Pour Simon Zurich, vice-président de la Fédération des patients, il ne faut pas se limiter à voir seulement dans le cas de Nicolas Gloor une dichotomie entre l’intérêt individuel du patient à accéder à un nouveau médicament comme le Radicava, et l’intérêt global des payeurs de primes à limiter les coûts de la santé. «C'est toujours un équilibre à trouver entre les deux. Mais ce qui me frappe davantage, c’est la nouvelle tendance de la pharma à proposer sur le marché des médicaments à prix ahurissants. Ces traitements à plus de 100’000 francs par an, c’est vraiment la grande mode.»

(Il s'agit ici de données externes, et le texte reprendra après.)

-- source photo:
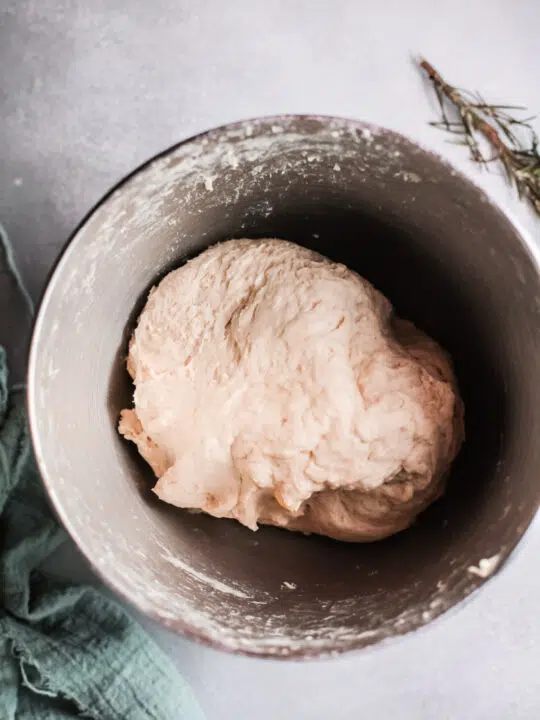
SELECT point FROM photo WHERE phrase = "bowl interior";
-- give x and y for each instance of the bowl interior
(429, 240)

Pour le député socialiste au Grand Conseil fribourgeois, c’est un phénomène contre lequel il faut lutter. «Il y a des propositions sur la table du Parlement pour régler cette question, notamment dans le cadre d'un paquet de mesures de maîtrise des coûts de la santé. Nous pourrions avoir des modèles de prix différents, par exemple avec un rabais à partir d'un certain nombre de médicaments vendus en Suisse. Il faut veiller à ne pas exclure l'accès des patients à ces médicaments dans certains cas en choisissant des modèles trop restrictifs.»
Cette toute puissance de l’industrie pharmaceutique est d’autant plus problématique qu’en Suisse, les médicaments sont souvent développés avec des ressources publiques (centres de recherche, hôpitaux, etc). «Il est donc inacceptable qu’on arrive en bout de chaîne avec un patient dont on refuse le traitement parce qu’il coûte les yeux de la tête.»